Sunrise light on a grove of tufa towers emerging from the water of Mono Lake with soft green and dusty-red wild grasses in the foreground, Canada geese in the shallow water with reflections of the rocky towers, and desert hills in the distance.

Drought response in the LA–Mono Lake watershed

The word of the day, week, month, and year in Southern California water (as with all of California) is “drought.” How bad will it be? How warm will it be? How can Governor Jerry Brown’s 25% water use reduction be implemented? What about next year?

South Tufa, Negit and Paoha Islands, and the Bodie Hills beyond, after a spring storm. Photo by Bartshe Miller.
South Tufa, Negit and Paoha Islands, and the Bodie Hills beyond, after a spring storm. Photo by Bartshe Miller.

Los Angeles and Mono Lake are two ends of a watershed, connected by the Los Angeles Aqueduct. The effects of the drought on Los Angeles—and the response plans—are critical to Mono Lake, especially in this dry year as lower water exports kick in to slow the falling level of Mono Lake. The good news is that LA is already working on achieving an aggressive set of new water conservation goals laid out by Mayor Eric Garcetti last fall.

Garcetti’s directive requires Los Angeles to reduce per-capita water use 20% by 2017, and then move further to reduce imported water use by 50% by 2024. The plan encompasses water conservation, water recycling, stormwater capture, and local supply cleanup. Voluntary and institutional measures are the focus for achieving these goals, and range from major water recycling and groundwater cleanup facilities to measures as diverse as rain barrels, turf removal, and recirculation of water at car washes. However, Garcetti set forth incremental targets that must be met along the path to achieving the 20% reduction goal and indicated that mandatory restrictions would be implemented if the targets are not met.
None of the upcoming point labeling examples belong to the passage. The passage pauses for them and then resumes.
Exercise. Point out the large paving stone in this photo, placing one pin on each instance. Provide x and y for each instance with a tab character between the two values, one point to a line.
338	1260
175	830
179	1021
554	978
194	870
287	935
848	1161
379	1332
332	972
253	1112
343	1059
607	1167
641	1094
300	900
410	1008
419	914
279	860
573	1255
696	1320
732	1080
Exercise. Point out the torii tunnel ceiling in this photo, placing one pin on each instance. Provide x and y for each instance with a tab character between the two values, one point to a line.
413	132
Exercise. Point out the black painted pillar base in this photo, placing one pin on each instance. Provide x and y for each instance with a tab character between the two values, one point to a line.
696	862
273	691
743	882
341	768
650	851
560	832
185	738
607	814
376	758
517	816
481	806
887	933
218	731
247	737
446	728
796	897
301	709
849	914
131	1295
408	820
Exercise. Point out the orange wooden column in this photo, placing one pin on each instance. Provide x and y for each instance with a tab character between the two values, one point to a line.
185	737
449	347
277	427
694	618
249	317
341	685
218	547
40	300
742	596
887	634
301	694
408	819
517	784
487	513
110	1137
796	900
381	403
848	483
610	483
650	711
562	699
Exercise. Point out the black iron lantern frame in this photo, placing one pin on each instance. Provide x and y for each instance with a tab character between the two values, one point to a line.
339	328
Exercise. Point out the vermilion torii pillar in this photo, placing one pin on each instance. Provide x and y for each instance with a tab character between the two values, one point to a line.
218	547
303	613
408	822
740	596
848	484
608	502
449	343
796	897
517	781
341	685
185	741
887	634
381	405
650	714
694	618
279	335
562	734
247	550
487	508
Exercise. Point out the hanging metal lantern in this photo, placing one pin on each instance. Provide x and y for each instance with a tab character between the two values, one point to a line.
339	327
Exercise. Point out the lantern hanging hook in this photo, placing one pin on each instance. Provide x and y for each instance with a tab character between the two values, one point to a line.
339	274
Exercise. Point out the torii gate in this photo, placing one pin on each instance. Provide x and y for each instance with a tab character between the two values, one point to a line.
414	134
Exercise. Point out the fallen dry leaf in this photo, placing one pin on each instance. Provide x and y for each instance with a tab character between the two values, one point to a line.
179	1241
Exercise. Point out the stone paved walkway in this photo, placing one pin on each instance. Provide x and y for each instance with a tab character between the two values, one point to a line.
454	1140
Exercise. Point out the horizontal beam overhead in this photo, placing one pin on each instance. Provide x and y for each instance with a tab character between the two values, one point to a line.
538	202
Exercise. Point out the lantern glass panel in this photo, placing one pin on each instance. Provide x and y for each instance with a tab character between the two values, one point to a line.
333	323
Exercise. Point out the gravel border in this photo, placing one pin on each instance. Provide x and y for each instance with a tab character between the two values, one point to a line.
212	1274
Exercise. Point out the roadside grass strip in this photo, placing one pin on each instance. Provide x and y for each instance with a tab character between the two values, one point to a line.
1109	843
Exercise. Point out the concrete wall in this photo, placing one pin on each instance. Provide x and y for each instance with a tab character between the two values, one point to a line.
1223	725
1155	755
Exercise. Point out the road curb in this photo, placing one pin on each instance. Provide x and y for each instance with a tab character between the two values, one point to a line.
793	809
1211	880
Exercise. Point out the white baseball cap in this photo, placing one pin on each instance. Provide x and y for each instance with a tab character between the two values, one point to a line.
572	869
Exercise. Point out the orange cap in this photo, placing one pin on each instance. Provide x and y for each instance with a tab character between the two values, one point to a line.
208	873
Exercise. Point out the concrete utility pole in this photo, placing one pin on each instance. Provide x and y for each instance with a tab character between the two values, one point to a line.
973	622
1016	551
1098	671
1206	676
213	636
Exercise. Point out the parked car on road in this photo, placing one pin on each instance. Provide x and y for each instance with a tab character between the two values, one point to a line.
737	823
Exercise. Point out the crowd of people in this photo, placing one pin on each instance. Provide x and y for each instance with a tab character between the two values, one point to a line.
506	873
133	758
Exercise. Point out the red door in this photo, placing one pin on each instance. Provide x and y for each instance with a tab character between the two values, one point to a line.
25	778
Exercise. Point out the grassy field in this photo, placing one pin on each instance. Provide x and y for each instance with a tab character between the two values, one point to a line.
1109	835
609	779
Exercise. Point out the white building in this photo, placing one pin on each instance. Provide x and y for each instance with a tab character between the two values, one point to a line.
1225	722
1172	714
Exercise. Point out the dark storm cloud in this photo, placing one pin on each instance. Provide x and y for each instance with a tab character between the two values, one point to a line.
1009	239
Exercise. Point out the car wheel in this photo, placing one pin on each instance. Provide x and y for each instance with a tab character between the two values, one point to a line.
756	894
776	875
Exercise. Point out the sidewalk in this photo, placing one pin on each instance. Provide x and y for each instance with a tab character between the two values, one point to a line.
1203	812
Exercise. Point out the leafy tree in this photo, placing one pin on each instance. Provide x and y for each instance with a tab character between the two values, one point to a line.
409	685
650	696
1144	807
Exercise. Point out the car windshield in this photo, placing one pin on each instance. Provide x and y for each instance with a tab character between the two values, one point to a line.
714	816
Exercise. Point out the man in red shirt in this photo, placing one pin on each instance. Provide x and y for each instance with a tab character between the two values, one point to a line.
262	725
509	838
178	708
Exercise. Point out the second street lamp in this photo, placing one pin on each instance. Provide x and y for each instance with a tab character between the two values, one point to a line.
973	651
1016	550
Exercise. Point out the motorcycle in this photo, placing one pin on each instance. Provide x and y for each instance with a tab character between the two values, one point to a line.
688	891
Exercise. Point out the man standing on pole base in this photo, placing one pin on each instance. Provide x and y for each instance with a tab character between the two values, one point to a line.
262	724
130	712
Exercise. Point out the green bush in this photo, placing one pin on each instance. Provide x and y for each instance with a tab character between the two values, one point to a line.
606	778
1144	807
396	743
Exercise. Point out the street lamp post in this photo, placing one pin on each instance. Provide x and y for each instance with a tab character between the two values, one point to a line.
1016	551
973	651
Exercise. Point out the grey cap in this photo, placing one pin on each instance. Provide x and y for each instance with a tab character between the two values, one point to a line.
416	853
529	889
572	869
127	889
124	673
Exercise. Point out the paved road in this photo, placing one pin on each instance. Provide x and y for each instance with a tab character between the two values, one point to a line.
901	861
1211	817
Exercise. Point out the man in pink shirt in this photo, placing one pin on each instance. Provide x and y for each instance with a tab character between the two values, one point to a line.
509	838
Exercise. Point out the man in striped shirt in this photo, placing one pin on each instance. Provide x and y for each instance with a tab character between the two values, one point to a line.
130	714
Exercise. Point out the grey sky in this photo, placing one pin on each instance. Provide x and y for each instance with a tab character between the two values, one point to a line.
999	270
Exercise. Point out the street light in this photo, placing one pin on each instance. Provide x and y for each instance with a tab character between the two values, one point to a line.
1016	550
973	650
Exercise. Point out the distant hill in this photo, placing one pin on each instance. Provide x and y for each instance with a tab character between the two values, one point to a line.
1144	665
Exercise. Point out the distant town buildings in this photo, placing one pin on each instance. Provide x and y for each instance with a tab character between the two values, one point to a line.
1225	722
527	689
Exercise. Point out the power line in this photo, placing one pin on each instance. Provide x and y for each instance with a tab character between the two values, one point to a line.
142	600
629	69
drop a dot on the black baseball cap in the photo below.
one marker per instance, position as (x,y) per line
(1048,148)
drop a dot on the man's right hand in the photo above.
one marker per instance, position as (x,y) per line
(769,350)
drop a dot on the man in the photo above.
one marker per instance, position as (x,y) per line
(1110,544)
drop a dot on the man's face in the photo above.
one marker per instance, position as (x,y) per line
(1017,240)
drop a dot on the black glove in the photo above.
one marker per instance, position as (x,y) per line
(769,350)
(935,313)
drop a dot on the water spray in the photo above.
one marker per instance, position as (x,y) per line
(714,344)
By being proactive, Los Angeles is well-positioned to meet the urgent mandates of the fourth year of statewide drought. On April 1, Governor Brown ordered mandatory urban water conservation of 25% for the year in response to the dismal winter snowpack. Some urban areas with very high water use levels have to conserve even more; the 36% requirement set for Beverly Hills is an oft-cited example. Los Angeles received credit for the success of its efforts to date and was issued a reduced requirement of 16% that will require aggressive action but is well within the Mayor’s goals.

Turf removal is one area where the Los Angeles Department of Water & Power’s (DWP) conservation efforts have skyrocketed. Thanks to incentives of $3.75 per square foot of lawn removed, demand is strong. DWP General Manager Marcie Edwards, speaking at the Committee’s Andrea Lawrence Award Dinner in April, reported that “a square foot of turf uses 44 gallons of water a year … in the first six months of the year we’ve removed four million square feet of grass, and we believe we’re going to be at 18 million square feet removed by the end of the summer.”

These conservation programs are also integral to the successes achieved so far in protecting Mono Lake—indeed, they have been critical to answering the question of how Mono Lake can be protected without transferring the city’s water demands to other natural resources. This year Los Angeles reduced its water exports from the Mono Basin by 11,500 acre-feet to comply with the state mandates protecting Mono Lake, the first time in history that such reductions have taken place without a court involved. Following the rules is the right thing to do—and the success of water conservation in Los Angeles makes it possible.

In this drought year of unprecedented, never-before-seen low runoff from the Sierra, we will experience many never-before-seen things. Los Angeles and the Mono Lake Committee are both working to make sure that unprecedented water conservation success is one of them.